Castillo se encuentra actualmente en prisión preventiva en el penal de Barbadillo, la conocida como cárcel de los expresidentes, donde comparte instalaciones con otros ilustres de la política peruana, hoy en horas bajas, como son Alejandro Toledo y Alberto Fujimori.

Allí permanece mientras continúa su investigación por supuesta rebelión, conspiración y abuso de autoridad. Justo cuando se cumpla un año de su caída este jueves, el Poder Judicial valorará su petición para anular su prisión preventiva.

No obstante, su liberación está lejos de producirse por el momento, puesto que a esta reclusión se le suma otra de 36 meses por un supuesto caso de corrupción que le sitúa como cabecilla de una organización criminal tejida en torno al Ministerio de Vivienda y Petro Perú.

CRISIS PERMANENTE

El mandato de Castillo fue un fiel reflejo de lo que es la política peruana. Una inestabilidad que quedó manifiesta en los cinco equipos de gobierno –con más de 70 ministros– que tuvo en solo 16 meses. Incapaz de dotar de estabilidad y rumbo al país, tuvo que vérselas además con un Congreso hostil, perdiendo incluso el apoyo de su propio partido, Perú Libre, tras las desavenencias con su líder, Vladimir Cerrón.

A los problemas de liderazgo de algunos mandatarios, se les suma un sistema de partidos a los que se les reprocha su incapacidad para recoger las demandas de la población y de fomentar la ingobernabilidad del país, con la recurrente amenaza de la vacancia presidencial sobrevolando la figura del presidente.

Este recurrente cambio de mandatarios está más ligado al diseño de las instituciones peruanas, que facilitan tanto al Congreso como al presidente anular las facultades del otro, que a los casos de corrupción que han podido perseguir a quienes un día ocuparon Casa Pizarro.

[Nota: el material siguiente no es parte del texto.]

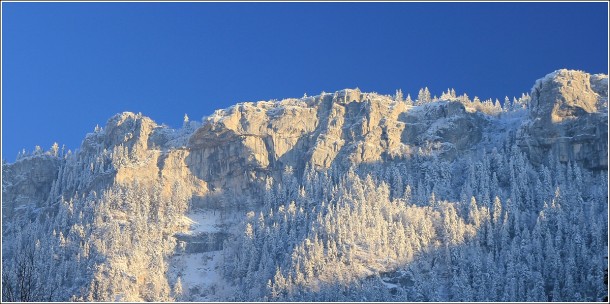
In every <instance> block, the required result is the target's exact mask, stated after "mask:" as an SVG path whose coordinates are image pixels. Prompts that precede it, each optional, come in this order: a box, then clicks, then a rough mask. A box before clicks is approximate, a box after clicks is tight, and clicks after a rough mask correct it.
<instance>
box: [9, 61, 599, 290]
mask: <svg viewBox="0 0 610 304" xmlns="http://www.w3.org/2000/svg"><path fill="white" fill-rule="evenodd" d="M564 79H569V80H570V81H569V82H568V81H564ZM583 79H584V80H583ZM581 80H582V81H581ZM585 80H586V83H589V84H588V85H584V87H582V88H581V87H576V89H577V90H572V91H569V92H572V93H565V92H568V91H567V90H566V91H562V90H561V89H562V88H564V87H570V86H576V85H578V84H579V83H581V82H582V83H585V82H583V81H585ZM607 85H608V77H607V76H606V75H589V74H586V73H583V72H576V71H566V70H561V71H557V72H555V73H552V74H549V75H548V76H547V77H545V78H543V79H541V80H539V81H538V82H536V84H535V85H534V88H533V89H532V92H531V96H530V95H529V94H524V95H522V96H521V97H520V98H514V99H513V100H511V99H509V98H505V100H504V101H503V102H502V103H501V102H499V101H497V100H496V101H492V100H486V101H480V100H479V99H478V98H476V97H475V98H474V99H473V100H471V99H470V98H469V97H468V95H466V94H463V95H460V96H457V95H456V93H455V90H453V89H450V90H448V91H447V92H443V93H442V95H441V96H440V97H436V96H431V94H430V92H429V90H428V89H427V88H423V89H422V90H420V92H419V94H418V96H417V98H416V99H415V100H412V99H411V96H410V95H407V97H404V96H403V93H402V92H401V91H397V92H396V94H394V95H393V96H384V95H379V94H376V93H361V92H360V91H359V90H345V91H340V92H337V93H334V94H327V93H322V94H320V95H319V96H313V97H307V96H305V97H303V98H301V99H288V100H283V101H272V102H268V101H265V102H258V103H243V104H238V105H236V106H234V107H232V108H230V109H225V110H219V111H217V112H216V113H214V114H213V115H211V116H210V117H204V119H203V121H202V122H197V121H189V119H188V117H187V116H186V115H185V122H184V126H183V127H182V128H180V129H178V130H172V129H170V128H168V127H167V126H163V125H157V124H156V123H154V122H153V121H152V120H150V119H149V118H147V117H144V116H142V115H141V114H133V113H122V114H118V115H117V116H115V117H113V118H111V119H110V120H109V122H108V124H107V126H105V127H104V128H101V127H96V128H95V130H94V132H93V133H90V134H88V135H87V136H86V138H85V140H84V141H83V144H82V146H81V149H79V150H77V151H75V152H71V151H65V149H60V148H59V145H54V146H53V147H51V149H50V150H48V151H43V150H42V149H41V148H37V149H35V151H34V152H32V153H27V152H25V151H24V152H20V153H19V157H18V159H17V161H16V162H15V163H12V164H9V163H6V162H3V165H2V175H3V178H2V194H3V199H2V301H3V302H4V301H394V302H396V301H408V302H412V301H432V302H436V301H507V302H521V301H536V302H546V301H602V300H603V299H604V297H605V296H607V293H608V288H607V284H605V283H604V275H605V274H606V273H607V272H605V271H606V270H607V263H608V260H607V256H608V169H607V121H608V120H607V94H608V91H607V90H608V89H607ZM557 88H559V89H557ZM579 90H580V91H579ZM557 92H559V93H557ZM573 92H576V93H573ZM570 94H573V95H570ZM574 94H575V95H574ZM558 96H559V97H558ZM575 96H576V97H575ZM583 100H585V101H586V102H588V103H585V104H583V103H582V101H583ZM562 102H563V103H564V104H560V103H562ZM570 102H572V103H570ZM566 103H569V104H568V105H567V106H566V105H565V104H566ZM549 104H550V105H549ZM557 109H561V111H558V110H557ZM308 115H309V116H308ZM302 117H310V118H311V119H308V118H304V119H303V118H302ZM299 118H300V119H303V121H299ZM604 123H605V125H604ZM549 130H550V131H549ZM545 132H547V133H545ZM553 132H554V133H553ZM604 132H605V133H604ZM549 134H550V135H549ZM600 134H601V135H600ZM604 134H605V135H604ZM600 149H601V150H600ZM600 151H602V152H600ZM604 153H605V154H604ZM604 159H605V163H604Z"/></svg>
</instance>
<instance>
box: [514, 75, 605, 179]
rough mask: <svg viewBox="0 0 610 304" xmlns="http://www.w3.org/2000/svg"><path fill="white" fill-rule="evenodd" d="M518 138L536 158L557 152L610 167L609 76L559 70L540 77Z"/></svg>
mask: <svg viewBox="0 0 610 304" xmlns="http://www.w3.org/2000/svg"><path fill="white" fill-rule="evenodd" d="M517 141H518V144H519V145H520V146H521V147H522V148H523V149H524V150H525V151H527V152H528V153H529V155H530V159H531V161H533V162H534V163H540V162H542V161H543V160H544V159H545V158H546V157H547V156H548V155H549V154H554V155H555V156H556V157H557V158H558V159H559V160H560V161H562V162H567V161H577V162H580V163H582V164H583V165H584V166H585V167H586V168H590V169H607V168H608V162H607V159H608V76H607V75H593V76H591V75H589V74H587V73H584V72H580V71H569V70H559V71H556V72H554V73H551V74H549V75H547V76H546V77H544V78H543V79H540V80H538V81H537V82H536V84H535V85H534V87H533V88H532V101H531V103H530V109H529V113H528V117H527V119H526V120H525V122H524V124H523V125H522V127H521V128H520V130H519V131H518V134H517Z"/></svg>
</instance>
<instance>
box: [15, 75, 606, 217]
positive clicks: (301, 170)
mask: <svg viewBox="0 0 610 304" xmlns="http://www.w3.org/2000/svg"><path fill="white" fill-rule="evenodd" d="M607 96H608V76H607V75H589V74H586V73H584V72H578V71H568V70H560V71H556V72H554V73H551V74H549V75H548V76H547V77H545V78H543V79H541V80H539V81H537V82H536V84H535V85H534V88H533V89H532V100H531V102H530V104H529V106H528V109H527V110H526V112H525V114H524V115H521V116H519V115H517V116H516V117H518V119H520V120H519V121H518V122H517V123H512V124H508V123H505V122H504V120H503V119H504V118H503V115H502V114H499V115H488V114H485V113H482V112H477V111H472V110H467V107H465V105H464V104H463V103H462V102H459V101H457V100H452V101H437V102H433V103H429V104H425V105H422V106H415V107H414V106H411V105H407V104H406V103H405V102H403V101H396V100H394V99H393V98H391V97H389V96H384V95H379V94H376V93H362V92H360V91H359V90H357V89H356V90H350V89H347V90H342V91H338V92H335V93H334V94H321V95H318V96H314V97H304V98H301V99H285V100H282V101H280V102H257V103H252V102H246V103H240V104H237V105H235V106H233V107H231V108H228V109H225V110H218V111H216V112H215V113H214V114H213V115H211V116H209V117H208V118H206V119H205V120H204V121H203V122H202V123H201V124H199V123H191V124H188V125H186V126H185V127H183V128H182V129H179V130H172V129H170V128H168V127H166V126H161V125H158V124H157V123H155V122H154V121H152V120H151V119H150V118H147V117H145V116H142V115H141V114H134V113H121V114H117V115H116V116H114V117H112V118H111V119H109V120H108V123H107V125H106V126H105V127H104V129H103V130H101V131H97V132H95V133H91V134H88V135H87V137H86V138H85V140H84V141H83V144H82V146H81V150H80V151H79V152H78V153H76V154H75V155H72V156H70V157H69V158H60V157H55V156H50V155H42V156H31V157H27V158H25V159H21V160H18V161H17V162H16V163H14V164H8V165H6V166H3V167H4V168H3V170H4V172H5V173H4V179H5V181H6V182H5V183H3V206H5V207H7V210H8V211H12V210H14V209H15V207H18V206H21V205H24V204H27V203H35V204H38V205H40V204H43V203H44V202H46V201H53V200H57V198H59V197H60V196H62V195H63V196H65V197H70V196H71V195H74V193H76V192H79V193H86V192H88V191H92V190H95V191H98V190H103V189H104V188H106V187H108V186H110V185H113V184H115V183H116V184H119V185H120V184H128V183H133V182H138V183H146V184H149V185H151V184H154V185H157V186H158V187H161V189H162V190H163V191H162V193H163V195H165V196H169V195H171V189H172V187H175V186H176V185H180V186H181V187H183V189H182V191H183V192H184V193H187V195H188V196H189V197H192V198H194V199H195V200H205V199H206V198H210V197H213V195H214V193H217V192H219V193H222V192H228V191H231V192H234V193H239V194H243V195H246V196H252V197H256V195H257V191H258V190H259V189H261V188H262V187H263V186H264V184H265V181H266V180H267V179H268V178H270V177H272V178H273V179H275V180H277V179H279V178H281V173H282V171H283V170H285V168H286V167H287V166H290V167H292V168H293V170H296V171H297V172H302V170H304V168H305V167H306V166H310V167H313V168H315V169H318V170H324V169H327V168H329V167H331V166H332V165H333V164H337V163H339V164H343V165H357V164H361V163H379V162H388V161H408V159H409V158H410V157H411V156H413V155H415V154H420V155H421V154H424V155H430V154H435V155H437V156H438V157H442V158H445V159H447V160H453V159H456V158H458V157H462V158H463V157H469V155H472V153H476V152H477V151H481V150H482V149H483V148H486V149H487V148H489V147H491V148H493V147H494V145H495V146H497V145H501V144H502V140H495V141H494V140H490V138H492V139H493V138H497V137H498V136H497V134H496V133H494V132H496V131H497V130H503V131H502V132H505V134H512V135H511V136H512V138H511V139H509V140H510V141H516V142H517V144H518V145H519V146H520V147H521V148H522V149H523V150H524V151H526V152H527V153H528V154H529V157H530V160H531V161H532V162H534V163H542V162H544V160H545V159H546V157H547V156H548V155H549V154H555V155H556V156H557V157H558V159H559V160H560V161H562V162H566V161H577V162H581V163H582V164H584V166H585V167H586V168H589V169H607V152H608V144H607V143H608V133H607V127H608V116H607V98H608V97H607ZM513 116H514V115H513ZM513 120H514V119H513ZM498 126H500V127H498ZM515 134H516V135H515ZM49 198H50V199H49ZM233 203H235V204H241V203H243V202H240V201H236V202H233Z"/></svg>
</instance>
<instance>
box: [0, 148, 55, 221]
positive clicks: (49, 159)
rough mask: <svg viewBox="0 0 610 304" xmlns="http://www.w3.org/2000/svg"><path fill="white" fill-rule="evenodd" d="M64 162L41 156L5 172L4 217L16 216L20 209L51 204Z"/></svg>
mask: <svg viewBox="0 0 610 304" xmlns="http://www.w3.org/2000/svg"><path fill="white" fill-rule="evenodd" d="M59 165H60V162H59V160H58V159H57V158H56V157H53V156H50V155H38V156H33V157H28V158H25V159H22V160H20V161H19V162H16V163H14V164H10V165H5V166H3V168H2V171H3V172H2V179H3V183H2V213H3V214H5V212H6V214H5V215H6V216H12V215H13V211H14V210H15V208H16V207H19V206H24V205H27V204H33V205H34V206H36V207H40V206H42V205H43V203H45V202H46V201H47V199H48V198H49V195H50V193H51V187H52V186H53V182H54V181H55V180H56V179H57V172H58V169H59Z"/></svg>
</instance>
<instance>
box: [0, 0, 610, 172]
mask: <svg viewBox="0 0 610 304" xmlns="http://www.w3.org/2000/svg"><path fill="white" fill-rule="evenodd" d="M2 9H3V10H2V52H3V61H2V73H3V75H2V76H3V77H2V109H3V111H2V154H3V155H2V158H3V159H7V160H9V161H14V159H15V156H16V154H17V152H18V151H19V150H21V149H22V148H26V150H28V151H31V150H33V148H34V146H35V145H40V146H42V147H43V148H44V149H48V148H49V147H50V146H51V145H52V144H53V142H55V141H57V142H59V143H60V145H61V144H65V145H66V146H67V147H68V148H71V149H74V148H78V147H79V146H80V143H81V141H82V139H83V137H84V135H85V134H86V133H88V132H91V131H92V130H93V129H94V127H95V125H96V124H99V125H100V126H104V125H105V123H106V121H107V119H108V118H110V117H111V116H112V115H114V114H115V113H118V112H122V111H132V112H142V113H143V114H144V115H147V116H149V117H151V118H153V119H154V120H155V121H157V122H158V123H166V124H168V125H170V126H172V127H179V126H180V125H181V123H182V118H183V116H184V113H188V114H189V116H190V117H191V119H200V118H201V117H202V116H204V115H209V114H211V113H212V112H213V111H214V110H215V109H218V108H225V107H227V106H229V105H232V104H234V103H237V102H242V101H258V100H269V99H273V98H276V99H281V98H284V97H301V96H303V93H307V94H308V95H316V94H319V93H320V92H321V91H326V92H333V91H336V90H340V89H343V88H353V87H359V88H360V89H361V90H362V91H375V92H379V93H383V94H390V93H394V91H395V90H396V89H398V88H401V89H402V90H403V92H404V93H405V95H406V94H407V93H411V95H417V91H418V90H419V88H421V87H424V86H428V87H429V88H430V90H431V91H432V94H436V95H440V93H441V91H442V90H446V89H447V88H449V87H451V88H455V89H456V91H457V93H458V94H461V93H464V92H466V93H467V94H468V95H469V96H471V97H473V96H475V95H476V96H479V97H480V98H481V99H486V98H499V99H502V98H503V97H504V96H506V95H508V96H509V97H512V96H519V95H520V94H521V93H522V92H527V91H529V89H530V88H531V86H532V85H533V83H534V81H535V80H536V79H537V78H540V77H542V76H544V75H546V74H547V73H549V72H551V71H554V70H556V69H559V68H570V69H579V70H584V71H587V72H590V73H608V28H607V24H608V4H606V3H2Z"/></svg>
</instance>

Esta inestabilidad –con Dina Boluarte son ya seis presidentes en cuatro años– además ha hecho que desde las últimas tres décadas no se hayan impulsado nuevas reformas estructurales, afectando seriamente a su economía.

UNA CAÍDA QUE NO HA CAMBIADO NADA

El cese de Castillo trajo para Perú una de sus peores crisis recientes, con casi medio centenar de muertos por la represión de las fuerzas de seguridad en las protestas por su detención y en contra de quien tomó el mando, la que era hasta ese momento su vicepresidenta, Dina Boluarte, cuyo mandato ha quedado en entredicho.

La llegada de la primera presidenta en la historia del país no ha resuelto como se creía esta crisis, cuyo último capítulo se resiste a ser escrito. Las protestas exigiendo su dimisión y la convocatoria de elecciones continúan, enfrentándose además a serias acusaciones de crímenes de lesa humanidad por aquellas muertes en las manifestaciones de principios de año.

Mientras tanto, la convulsa situación del país no se detiene y el nombre de Boluarte se escucha en los mismos reproches que en su día acuciaron a Castillo, como los cuestionables nombramientos de varios altos cargos, el supuesto plagio de sus trabajos, o las sospechas sobre el origen de la financiación de sus campañas.

No obstante, Boluarte, a diferencia de Castillo, ha tenido un equipo de gobierno más sólido y ha sabido lidiar con un Congreso donde no han prosperado ninguno de los intentos por hacerla caer. La presidenta sigue desoyendo las demandas de quienes se manifiestan exigiendo un adelanto de las elecciones, previstas si no cambia de opinión para 2026.

Hasta entonces, Boluarte tiene por delante el mayúsculo reto de alcanzar acuerdos de gobernabilidad y refuerzo de las instituciones con un Congreso que ha dado ya en numerosas ocasiones muestras de mirar más por sus propios intereses partidistas y una sociedad civil que no le perdona cómo alcanzó el poder y su frialdad con respecto a las muertes en las protestas.